New ‘Loop DoS' Attack May Impact up to 300,000 Online Systems
Summary:
Researchers at CIPSPA Helmholtz-Center for Information Security have discovered a new denial-of-service attack known as ‘Loop DoS’, which targets application layer protocols and exploits a vulnerability in the UDP. This attack can cause an indefinite communication loop between network services, resulting in a significant increase in traffic. The vulnerability identified as CVE-2024-2169, allows attackers to use IP spoofing and inadequate packet verification in the UDP protocol to initiate self-perpetuating mechanism that generates excessive traffic. This lead to a DoS condition on the target system or network.
Analyst Comments:
The attack can be triggered from a single host and has the potential to affect an estimated 300,000 vulnerable hosts and their networks. The consequences of exploiting this vulnerability includes overloading services, network backbone DoS attacks, and amplification attacks. The impact of Loop DoS is substantial as it targets both outdated and modern protocols crucial for internet functions like time synchronization, domain name resolution, and file transfer. The attack is relatively easy to execute, although there is currently no evidence of active exploitation.
Suggested Corrections:
Preventive measures:
The below preventive measures shall help to reduce the attack landscape.
- Update or shut down vulnerable services. Coordinate with affected parties to discuss if the affected hosts have to be reachable on the vulnerable services. If not, take the services offline. If yes, think of ways to introduce appropriate access control (e.g., firewalling).
- Restrict service access to clients with ephemeral source ports. By design, loops are between two servers, where none of the servers uses client (ephemeral) source ports. The communication does not use UDP source ports typically chosen by clients (ports >= 1024), but only the ports of the respective services (port range 0-1023). Vulnerable protocols can be protected by filtering non-ephemeral source ports towards the servers.
- Identify the software or product responsible for the behavior.

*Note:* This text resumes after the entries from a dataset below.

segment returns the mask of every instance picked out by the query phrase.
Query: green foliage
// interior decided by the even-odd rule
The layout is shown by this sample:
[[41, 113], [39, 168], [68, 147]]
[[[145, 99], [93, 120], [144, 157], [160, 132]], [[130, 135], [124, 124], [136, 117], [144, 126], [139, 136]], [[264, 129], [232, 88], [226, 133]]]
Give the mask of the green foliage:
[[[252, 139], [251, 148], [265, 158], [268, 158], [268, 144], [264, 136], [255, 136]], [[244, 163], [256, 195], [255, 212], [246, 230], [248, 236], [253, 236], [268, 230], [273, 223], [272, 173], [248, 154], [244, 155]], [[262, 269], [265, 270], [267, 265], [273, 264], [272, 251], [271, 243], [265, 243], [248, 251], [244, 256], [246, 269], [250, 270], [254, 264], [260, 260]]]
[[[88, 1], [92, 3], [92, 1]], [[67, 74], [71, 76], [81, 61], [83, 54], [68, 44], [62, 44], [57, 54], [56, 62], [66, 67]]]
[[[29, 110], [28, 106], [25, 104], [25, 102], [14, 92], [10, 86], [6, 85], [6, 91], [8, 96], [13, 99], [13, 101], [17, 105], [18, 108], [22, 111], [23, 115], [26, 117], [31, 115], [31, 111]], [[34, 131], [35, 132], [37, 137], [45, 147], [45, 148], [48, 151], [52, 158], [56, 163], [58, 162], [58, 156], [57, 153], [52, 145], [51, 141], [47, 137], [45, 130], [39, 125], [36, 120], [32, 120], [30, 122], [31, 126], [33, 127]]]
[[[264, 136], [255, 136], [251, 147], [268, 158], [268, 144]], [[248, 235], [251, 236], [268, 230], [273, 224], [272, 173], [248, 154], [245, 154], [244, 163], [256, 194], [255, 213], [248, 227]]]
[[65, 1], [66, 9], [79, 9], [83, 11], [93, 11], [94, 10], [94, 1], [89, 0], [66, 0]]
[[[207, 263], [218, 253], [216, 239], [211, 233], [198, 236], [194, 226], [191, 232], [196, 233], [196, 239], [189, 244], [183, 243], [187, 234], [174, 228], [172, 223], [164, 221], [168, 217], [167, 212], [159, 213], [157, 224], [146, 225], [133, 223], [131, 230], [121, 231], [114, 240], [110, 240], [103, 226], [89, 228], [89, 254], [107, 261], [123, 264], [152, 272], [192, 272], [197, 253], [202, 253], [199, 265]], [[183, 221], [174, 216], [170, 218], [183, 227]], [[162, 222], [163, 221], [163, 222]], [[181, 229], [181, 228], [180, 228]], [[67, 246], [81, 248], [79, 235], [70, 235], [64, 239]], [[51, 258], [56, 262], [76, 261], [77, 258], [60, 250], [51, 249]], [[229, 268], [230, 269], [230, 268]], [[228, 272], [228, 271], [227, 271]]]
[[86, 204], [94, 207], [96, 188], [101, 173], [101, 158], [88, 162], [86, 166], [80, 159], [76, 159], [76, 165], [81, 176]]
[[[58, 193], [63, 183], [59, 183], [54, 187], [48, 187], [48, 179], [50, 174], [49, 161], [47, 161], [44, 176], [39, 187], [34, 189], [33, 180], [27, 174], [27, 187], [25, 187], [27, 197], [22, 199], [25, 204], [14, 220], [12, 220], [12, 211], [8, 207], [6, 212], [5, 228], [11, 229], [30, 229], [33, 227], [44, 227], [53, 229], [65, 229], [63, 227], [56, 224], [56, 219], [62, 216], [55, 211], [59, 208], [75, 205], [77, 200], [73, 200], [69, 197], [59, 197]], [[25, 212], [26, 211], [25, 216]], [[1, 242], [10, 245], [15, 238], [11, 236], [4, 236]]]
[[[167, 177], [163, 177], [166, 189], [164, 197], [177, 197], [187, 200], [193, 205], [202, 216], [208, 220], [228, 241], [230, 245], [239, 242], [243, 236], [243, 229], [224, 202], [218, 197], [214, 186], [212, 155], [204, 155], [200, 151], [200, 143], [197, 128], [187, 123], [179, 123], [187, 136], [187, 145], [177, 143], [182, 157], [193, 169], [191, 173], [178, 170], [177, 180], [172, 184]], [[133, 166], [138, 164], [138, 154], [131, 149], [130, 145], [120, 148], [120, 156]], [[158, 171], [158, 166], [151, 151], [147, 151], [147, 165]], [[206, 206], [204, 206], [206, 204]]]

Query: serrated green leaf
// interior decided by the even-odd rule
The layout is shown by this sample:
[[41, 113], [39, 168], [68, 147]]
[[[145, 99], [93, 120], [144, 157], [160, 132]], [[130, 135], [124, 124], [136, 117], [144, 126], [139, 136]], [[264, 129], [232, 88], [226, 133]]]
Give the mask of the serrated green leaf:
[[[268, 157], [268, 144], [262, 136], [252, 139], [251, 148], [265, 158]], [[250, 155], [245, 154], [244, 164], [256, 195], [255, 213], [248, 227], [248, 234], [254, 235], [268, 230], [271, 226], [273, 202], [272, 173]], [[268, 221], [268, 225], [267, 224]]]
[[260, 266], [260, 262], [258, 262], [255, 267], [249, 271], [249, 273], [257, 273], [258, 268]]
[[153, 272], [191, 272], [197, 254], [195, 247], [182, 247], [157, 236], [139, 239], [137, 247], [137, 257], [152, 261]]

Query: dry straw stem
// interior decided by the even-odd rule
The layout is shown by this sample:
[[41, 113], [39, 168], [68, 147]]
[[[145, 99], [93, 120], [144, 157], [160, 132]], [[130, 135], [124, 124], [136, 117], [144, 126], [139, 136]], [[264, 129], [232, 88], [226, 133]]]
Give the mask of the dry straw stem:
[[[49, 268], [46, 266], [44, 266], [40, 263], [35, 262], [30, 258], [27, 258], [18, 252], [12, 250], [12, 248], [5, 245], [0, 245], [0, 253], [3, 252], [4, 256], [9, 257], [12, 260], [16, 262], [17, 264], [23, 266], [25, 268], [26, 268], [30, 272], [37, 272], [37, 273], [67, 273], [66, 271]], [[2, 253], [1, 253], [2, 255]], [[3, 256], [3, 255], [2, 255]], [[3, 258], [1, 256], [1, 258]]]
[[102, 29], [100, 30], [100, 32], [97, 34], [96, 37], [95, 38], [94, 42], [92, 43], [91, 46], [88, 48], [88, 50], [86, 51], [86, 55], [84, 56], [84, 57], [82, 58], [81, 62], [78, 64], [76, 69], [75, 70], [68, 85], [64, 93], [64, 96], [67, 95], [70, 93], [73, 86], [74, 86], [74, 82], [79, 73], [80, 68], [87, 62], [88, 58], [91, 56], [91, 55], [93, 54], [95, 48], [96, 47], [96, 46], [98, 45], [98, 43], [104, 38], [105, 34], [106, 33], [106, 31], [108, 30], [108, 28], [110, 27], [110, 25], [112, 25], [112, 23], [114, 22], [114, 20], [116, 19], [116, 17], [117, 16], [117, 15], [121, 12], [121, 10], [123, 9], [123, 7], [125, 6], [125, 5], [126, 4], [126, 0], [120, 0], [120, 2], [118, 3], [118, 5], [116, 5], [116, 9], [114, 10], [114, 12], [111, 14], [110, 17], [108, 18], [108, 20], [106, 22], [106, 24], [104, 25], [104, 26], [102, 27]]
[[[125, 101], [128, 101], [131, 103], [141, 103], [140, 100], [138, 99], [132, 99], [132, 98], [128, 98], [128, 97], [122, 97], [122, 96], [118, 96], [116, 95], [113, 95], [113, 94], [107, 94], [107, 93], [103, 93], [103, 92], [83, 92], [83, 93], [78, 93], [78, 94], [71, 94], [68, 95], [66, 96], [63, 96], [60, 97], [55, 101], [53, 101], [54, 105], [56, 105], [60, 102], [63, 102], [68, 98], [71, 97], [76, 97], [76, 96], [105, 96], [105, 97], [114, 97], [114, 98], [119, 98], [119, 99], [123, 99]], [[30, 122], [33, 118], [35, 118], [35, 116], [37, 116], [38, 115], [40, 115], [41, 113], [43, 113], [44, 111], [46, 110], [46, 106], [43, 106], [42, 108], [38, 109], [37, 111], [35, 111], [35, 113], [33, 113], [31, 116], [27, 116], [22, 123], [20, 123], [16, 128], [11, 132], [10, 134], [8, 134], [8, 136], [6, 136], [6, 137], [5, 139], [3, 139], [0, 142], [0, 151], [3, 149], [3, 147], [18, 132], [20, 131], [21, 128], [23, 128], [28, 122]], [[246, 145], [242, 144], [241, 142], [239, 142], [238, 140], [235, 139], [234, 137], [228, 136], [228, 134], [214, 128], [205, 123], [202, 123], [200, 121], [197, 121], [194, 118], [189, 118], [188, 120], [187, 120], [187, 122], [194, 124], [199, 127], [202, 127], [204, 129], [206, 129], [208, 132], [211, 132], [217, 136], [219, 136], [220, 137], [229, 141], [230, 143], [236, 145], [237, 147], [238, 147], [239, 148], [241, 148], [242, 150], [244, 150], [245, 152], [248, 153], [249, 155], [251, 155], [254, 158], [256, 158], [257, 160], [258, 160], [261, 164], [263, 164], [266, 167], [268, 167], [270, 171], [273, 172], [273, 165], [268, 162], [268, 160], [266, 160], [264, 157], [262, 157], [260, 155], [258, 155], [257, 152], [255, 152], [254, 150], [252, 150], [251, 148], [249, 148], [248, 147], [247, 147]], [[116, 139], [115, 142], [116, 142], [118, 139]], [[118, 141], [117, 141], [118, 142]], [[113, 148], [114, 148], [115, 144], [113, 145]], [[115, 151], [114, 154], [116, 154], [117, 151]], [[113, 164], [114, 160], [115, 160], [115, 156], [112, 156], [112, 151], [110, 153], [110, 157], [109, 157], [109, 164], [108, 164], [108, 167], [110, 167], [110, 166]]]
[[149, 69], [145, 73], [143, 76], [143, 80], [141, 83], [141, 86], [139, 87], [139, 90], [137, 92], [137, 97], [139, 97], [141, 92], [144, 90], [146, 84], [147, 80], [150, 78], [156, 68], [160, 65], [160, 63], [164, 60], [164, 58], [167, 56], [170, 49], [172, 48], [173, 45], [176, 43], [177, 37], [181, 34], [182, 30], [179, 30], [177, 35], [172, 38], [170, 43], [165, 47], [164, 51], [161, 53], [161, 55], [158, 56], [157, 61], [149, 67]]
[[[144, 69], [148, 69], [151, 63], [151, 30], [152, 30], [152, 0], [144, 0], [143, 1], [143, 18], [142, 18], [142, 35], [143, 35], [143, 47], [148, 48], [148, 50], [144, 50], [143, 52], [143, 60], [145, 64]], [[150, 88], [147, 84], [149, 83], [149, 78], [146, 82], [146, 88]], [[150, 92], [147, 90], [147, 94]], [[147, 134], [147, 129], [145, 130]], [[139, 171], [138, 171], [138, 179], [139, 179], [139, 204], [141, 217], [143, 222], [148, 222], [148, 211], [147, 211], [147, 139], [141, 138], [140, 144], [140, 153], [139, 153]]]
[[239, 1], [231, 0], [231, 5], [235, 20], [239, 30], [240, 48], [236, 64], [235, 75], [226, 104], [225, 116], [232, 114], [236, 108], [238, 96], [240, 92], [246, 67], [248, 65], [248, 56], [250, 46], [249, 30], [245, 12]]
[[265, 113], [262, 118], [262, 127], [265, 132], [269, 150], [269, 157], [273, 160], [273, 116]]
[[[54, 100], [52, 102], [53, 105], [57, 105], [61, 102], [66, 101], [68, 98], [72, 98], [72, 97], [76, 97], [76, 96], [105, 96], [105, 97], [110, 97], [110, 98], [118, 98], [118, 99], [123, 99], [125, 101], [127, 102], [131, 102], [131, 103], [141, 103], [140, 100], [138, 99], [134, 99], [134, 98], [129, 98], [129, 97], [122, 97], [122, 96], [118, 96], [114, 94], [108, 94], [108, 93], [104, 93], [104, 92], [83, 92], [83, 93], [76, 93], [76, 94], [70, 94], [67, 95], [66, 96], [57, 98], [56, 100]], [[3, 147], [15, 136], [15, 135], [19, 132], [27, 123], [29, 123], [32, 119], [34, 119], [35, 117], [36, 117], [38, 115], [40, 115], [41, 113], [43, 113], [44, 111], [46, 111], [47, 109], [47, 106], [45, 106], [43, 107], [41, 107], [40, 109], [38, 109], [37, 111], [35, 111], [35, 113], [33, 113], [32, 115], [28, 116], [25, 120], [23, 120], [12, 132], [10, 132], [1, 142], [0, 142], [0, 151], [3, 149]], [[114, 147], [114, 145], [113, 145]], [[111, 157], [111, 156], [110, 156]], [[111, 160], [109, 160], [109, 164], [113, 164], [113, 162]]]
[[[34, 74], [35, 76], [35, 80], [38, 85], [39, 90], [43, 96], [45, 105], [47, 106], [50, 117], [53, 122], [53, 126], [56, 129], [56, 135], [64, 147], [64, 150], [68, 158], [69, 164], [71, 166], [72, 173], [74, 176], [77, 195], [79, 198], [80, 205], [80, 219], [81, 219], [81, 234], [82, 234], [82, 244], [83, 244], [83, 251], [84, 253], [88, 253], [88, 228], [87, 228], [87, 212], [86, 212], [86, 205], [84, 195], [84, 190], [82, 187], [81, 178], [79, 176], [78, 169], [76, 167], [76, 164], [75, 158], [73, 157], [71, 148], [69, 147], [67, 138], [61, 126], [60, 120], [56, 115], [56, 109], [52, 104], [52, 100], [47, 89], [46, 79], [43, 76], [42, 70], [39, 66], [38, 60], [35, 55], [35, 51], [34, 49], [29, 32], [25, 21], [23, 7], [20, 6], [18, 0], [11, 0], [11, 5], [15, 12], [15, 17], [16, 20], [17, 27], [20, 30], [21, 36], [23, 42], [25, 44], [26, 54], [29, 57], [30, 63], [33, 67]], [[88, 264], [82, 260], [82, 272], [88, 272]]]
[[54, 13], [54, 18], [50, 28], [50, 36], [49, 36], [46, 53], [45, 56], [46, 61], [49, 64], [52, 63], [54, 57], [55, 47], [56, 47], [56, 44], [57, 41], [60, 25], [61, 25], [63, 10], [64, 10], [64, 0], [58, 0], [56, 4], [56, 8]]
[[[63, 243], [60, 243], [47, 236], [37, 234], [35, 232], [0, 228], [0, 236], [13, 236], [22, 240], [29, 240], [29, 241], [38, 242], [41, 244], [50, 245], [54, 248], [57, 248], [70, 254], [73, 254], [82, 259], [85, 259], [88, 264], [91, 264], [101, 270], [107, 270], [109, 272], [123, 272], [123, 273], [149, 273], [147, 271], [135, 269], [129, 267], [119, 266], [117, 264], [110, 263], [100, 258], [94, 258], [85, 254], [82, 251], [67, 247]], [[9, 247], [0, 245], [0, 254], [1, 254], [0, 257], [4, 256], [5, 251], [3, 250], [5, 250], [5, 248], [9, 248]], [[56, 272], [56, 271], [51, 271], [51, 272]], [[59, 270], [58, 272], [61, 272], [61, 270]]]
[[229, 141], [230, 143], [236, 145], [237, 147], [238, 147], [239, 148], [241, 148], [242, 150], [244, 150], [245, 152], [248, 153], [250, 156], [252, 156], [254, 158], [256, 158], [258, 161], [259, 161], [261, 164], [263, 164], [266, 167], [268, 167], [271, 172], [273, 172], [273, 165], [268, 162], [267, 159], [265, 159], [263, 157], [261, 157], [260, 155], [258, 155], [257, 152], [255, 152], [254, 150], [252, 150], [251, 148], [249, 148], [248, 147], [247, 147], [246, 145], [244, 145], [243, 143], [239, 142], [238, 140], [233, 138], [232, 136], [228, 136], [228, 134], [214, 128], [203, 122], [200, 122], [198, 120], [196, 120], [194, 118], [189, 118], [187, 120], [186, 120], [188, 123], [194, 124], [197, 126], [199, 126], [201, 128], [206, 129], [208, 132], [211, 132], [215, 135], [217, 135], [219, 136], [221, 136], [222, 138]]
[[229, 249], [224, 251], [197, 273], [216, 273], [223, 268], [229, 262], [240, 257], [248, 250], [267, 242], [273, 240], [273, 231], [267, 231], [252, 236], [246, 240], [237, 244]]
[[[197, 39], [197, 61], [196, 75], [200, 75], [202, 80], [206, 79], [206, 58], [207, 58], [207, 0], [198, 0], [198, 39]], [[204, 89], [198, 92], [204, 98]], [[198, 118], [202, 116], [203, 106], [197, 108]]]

Report the vulnerability to the affected vendor with a reference to this document to give them a chance to fix the issue; alternatively,
Reactive measures:
- In case of an attack, it is most effective to disrupt the loops. Any type of packet loss in the attack traffic terminates the loop and forces the attackers to reinitialize the loops. Packet loss thus effectively downgrades the application-layer loop attacks to amplification attacks. To this end, there are several options:
- QoS: Give less preference to abused protocols to drop attack packets in case of network congestion. In particular, the UDP ports of the legacy protocols can be assigned low QoS priority. For the non-legacy protocols, this has to be decided on a case-by-case basis (69/TFTP, 53/DNS, 123/NTP).
- Rate limiting: Networks can deploy rate limiting in case of loop attacks, which also terminates infinite loops.
- Attack detection: Networks can detect loop patterns based on the fact that two servers communicate on their server ports, unless required by the protocol, which otherwise is a rather rare event. For example, a loop within NTP would cause flows with source and destination port being UDP/123. Any combination of privileged (<1024) UDP ports for source and destination can be deemed suspicious in case of an attack event and be dropped or rate-limited as a last resort.
Note: Given that the vectors to trigger loops are not fully explored yet, any type of payload matching to drop attack traffic will likely be incomplete.